Le récit rapporté par la famille qui les a recueillis donne un élément particulièrement marquant de l’affaire : selon la mère du boulanger qui les a pris en charge, les enfants auraient eu les yeux bandés et auraient cru participer à un jeu avant d’être laissés sur place. Cet élément reste rapporté comme un témoignage, dans le cadre d’une enquête encore en cours.
Une disparition signalée à Colmar onze jours plus tôt
L’affaire avait commencé en France. Le père des enfants avait signalé leur disparition le 11 mai à Colmar, dans l’est du pays. Les garçons ont été retrouvés au Portugal plus d’une semaine après ce signalement.

Le tribunal de Setubal a indiqué que, selon les informations recueillies dans la procédure, les enfants résidaient avec leur mère en France. Les parents sont séparés et le père dispose, d’après la même source judiciaire, d’un droit de visite limité et supervisé.
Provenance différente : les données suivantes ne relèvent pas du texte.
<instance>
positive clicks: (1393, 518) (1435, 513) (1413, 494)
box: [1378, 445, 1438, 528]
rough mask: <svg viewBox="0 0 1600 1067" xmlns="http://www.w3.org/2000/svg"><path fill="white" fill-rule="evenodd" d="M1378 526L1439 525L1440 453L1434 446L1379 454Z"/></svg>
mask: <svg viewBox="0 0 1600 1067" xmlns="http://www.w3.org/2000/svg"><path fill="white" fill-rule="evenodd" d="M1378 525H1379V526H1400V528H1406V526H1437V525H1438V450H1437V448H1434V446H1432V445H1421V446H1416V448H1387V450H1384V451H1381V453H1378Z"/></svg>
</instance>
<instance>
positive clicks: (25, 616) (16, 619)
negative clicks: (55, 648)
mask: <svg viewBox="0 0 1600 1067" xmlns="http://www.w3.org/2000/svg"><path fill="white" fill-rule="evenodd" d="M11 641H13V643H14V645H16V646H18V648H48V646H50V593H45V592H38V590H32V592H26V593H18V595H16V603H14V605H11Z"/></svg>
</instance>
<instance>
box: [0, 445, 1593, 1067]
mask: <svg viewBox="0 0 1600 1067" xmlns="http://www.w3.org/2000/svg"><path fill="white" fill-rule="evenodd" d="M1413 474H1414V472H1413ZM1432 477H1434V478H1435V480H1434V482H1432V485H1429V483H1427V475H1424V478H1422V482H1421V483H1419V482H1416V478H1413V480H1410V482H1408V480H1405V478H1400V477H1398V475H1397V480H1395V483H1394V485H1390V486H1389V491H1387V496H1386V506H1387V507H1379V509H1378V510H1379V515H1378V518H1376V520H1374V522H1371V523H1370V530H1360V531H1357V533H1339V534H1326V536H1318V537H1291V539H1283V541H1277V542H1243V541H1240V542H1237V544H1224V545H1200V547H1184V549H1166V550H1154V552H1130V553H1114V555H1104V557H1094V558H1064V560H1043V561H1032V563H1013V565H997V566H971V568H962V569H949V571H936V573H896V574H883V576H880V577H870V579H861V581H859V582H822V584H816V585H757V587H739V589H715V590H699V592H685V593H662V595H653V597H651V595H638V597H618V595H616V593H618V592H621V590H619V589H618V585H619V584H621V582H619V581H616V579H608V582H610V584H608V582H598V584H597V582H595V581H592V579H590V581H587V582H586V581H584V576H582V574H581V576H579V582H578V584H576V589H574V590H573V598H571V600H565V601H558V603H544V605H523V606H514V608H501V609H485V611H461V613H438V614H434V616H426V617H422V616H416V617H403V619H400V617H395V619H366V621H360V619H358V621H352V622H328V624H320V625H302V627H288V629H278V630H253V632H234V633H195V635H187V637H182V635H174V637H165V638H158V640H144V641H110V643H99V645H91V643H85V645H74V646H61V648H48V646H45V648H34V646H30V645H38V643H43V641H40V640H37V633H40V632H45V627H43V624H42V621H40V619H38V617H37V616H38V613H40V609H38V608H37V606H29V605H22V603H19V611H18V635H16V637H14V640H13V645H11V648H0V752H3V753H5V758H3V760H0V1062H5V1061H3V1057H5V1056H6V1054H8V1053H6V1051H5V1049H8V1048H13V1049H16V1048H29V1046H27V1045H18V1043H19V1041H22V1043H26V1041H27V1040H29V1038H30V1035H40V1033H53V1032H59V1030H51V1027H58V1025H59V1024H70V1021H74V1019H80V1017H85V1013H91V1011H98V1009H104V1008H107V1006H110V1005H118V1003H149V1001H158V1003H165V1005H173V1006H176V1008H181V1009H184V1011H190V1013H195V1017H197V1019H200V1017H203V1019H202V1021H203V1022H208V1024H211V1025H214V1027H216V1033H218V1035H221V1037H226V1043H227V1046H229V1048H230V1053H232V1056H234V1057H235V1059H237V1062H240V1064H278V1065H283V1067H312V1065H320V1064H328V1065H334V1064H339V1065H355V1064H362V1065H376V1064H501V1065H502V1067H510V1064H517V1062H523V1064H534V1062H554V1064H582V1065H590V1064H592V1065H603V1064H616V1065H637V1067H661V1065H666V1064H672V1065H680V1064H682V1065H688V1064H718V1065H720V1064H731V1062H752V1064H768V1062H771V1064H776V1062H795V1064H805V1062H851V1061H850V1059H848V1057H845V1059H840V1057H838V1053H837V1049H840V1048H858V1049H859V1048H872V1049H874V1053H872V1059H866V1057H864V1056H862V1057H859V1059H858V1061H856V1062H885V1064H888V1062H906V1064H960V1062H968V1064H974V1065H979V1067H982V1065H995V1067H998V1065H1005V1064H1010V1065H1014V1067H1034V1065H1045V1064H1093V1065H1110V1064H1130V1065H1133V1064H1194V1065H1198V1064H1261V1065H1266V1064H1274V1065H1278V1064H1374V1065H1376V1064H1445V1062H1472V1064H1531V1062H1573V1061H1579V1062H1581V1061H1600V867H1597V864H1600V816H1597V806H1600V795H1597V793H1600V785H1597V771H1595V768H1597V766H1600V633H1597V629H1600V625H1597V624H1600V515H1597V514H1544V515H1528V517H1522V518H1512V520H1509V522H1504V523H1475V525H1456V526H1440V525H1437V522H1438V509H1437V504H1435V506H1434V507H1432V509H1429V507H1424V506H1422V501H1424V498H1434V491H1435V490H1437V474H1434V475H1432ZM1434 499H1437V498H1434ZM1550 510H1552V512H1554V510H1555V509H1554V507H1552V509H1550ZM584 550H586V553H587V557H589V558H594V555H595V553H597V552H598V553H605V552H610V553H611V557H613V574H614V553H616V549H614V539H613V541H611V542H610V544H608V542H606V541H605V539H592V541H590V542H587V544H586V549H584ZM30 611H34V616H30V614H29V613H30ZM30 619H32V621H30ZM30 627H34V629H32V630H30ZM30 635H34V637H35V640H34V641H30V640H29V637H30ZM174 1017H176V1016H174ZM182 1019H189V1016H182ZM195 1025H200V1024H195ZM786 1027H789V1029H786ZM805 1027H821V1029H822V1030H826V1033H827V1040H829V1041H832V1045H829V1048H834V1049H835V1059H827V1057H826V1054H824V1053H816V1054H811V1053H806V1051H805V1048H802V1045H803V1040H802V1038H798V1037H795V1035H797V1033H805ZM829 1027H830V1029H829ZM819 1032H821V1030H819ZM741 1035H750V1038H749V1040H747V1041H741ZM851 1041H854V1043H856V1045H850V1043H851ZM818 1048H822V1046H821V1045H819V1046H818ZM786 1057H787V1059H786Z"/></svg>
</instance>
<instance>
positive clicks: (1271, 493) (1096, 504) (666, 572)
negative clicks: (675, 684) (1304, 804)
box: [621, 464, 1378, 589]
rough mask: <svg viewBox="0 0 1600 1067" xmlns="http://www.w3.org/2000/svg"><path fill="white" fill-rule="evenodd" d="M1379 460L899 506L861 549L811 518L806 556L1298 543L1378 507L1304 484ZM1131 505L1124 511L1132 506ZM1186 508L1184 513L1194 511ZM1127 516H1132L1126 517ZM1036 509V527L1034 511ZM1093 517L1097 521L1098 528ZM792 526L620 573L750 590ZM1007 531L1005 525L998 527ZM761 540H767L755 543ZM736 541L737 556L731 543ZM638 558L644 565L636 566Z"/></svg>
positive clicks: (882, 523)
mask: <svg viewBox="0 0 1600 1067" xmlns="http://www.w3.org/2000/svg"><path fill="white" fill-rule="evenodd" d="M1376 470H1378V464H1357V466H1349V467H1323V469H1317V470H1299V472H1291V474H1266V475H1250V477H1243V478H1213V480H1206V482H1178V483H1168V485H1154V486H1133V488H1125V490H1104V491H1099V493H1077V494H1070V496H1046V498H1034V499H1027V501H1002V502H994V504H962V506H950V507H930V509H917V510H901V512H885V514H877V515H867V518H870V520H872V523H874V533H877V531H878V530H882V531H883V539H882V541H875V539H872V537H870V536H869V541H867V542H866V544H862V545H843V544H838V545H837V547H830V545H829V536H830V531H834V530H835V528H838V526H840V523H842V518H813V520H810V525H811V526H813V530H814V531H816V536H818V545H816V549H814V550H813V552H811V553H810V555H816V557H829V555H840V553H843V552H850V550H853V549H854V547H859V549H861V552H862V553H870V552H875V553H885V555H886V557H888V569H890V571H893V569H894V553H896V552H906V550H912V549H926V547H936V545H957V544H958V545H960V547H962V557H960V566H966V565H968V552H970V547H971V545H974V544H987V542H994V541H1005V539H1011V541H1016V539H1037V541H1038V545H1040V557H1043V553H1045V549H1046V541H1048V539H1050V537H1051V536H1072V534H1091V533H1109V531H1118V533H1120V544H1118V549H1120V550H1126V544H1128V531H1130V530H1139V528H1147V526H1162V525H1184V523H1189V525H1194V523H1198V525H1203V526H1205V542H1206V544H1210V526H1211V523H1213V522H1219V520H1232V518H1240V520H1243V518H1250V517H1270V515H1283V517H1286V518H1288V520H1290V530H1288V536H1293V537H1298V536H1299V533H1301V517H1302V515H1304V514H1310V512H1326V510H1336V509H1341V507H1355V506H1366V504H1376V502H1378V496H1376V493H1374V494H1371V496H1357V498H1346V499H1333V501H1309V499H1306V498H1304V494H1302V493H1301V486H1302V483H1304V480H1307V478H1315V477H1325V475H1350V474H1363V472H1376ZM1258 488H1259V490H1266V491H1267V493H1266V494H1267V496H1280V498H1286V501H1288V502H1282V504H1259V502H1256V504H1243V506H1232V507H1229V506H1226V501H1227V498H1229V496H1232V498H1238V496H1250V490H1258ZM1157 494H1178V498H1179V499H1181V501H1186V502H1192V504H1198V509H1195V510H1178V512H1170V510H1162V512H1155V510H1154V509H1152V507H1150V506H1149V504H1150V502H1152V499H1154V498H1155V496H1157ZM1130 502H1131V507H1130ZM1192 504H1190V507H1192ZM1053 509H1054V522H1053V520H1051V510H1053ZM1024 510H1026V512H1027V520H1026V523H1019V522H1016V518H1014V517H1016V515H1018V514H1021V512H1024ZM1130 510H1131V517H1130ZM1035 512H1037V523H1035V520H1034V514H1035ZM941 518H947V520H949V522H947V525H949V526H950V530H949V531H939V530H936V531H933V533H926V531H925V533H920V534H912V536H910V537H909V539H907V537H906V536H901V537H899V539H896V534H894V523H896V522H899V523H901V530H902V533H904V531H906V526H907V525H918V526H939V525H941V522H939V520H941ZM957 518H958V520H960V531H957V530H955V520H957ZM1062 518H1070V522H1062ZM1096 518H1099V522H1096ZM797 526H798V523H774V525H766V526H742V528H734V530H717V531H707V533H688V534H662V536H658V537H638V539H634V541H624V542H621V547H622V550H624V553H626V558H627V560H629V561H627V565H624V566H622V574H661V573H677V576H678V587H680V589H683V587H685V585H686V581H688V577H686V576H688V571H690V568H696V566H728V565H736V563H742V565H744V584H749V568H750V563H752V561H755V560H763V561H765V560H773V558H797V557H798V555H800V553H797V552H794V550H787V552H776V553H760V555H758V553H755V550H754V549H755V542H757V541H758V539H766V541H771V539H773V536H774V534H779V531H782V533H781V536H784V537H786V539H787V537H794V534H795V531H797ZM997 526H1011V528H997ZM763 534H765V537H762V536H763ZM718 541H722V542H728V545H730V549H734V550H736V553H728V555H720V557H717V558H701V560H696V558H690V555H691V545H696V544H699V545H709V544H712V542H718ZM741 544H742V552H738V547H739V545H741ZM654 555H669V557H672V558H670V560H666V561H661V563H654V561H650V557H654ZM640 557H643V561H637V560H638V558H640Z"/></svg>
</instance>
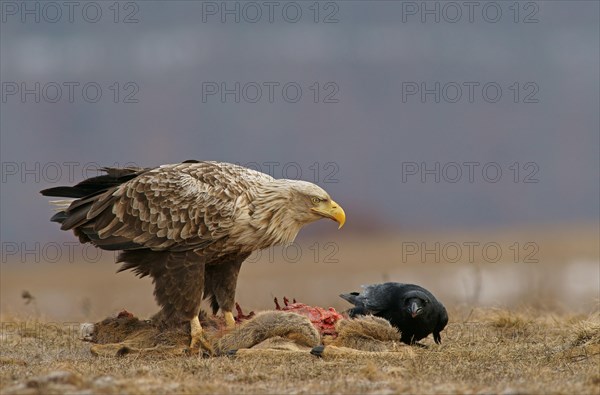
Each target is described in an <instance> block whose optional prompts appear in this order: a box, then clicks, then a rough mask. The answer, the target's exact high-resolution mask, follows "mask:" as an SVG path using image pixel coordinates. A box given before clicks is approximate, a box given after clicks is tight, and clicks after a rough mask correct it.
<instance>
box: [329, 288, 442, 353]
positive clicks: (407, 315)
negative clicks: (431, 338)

Après leur sortie de l’hôpital, la juge aux affaires familiales compétente au Portugal a ordonné leur placement en famille d’accueil. Cette mesure vise à assurer leur protection immédiate, dans l’attente d’une éventuelle procédure de retour vers la France.
La mère et son compagnon arrêtés dans la ville de Fatima
La mère des enfants, une Française de 41 ans identifiée comme Marine R., a été arrêtée jeudi 21 mai à Fatima, dans le centre du Portugal. Son compagnon, âgé d’environ 55 ans selon les informations citées par la presse, a été interpellé avec elle.

D’après les autorités portugaises citées par Midi Libre avec l’AFP, le couple est soupçonné de faits de maltraitance, de mise en danger et d’abandon. Il devait pouvoir être entendu par un juge d’instruction au tribunal de Setubal.
Avant leur arrestation, les deux adultes auraient été repérés à Fatima après avoir passé plusieurs heures assis à une terrasse. Leur présence aurait éveillé les soupçons d’une habitante, qui a donné l’alerte.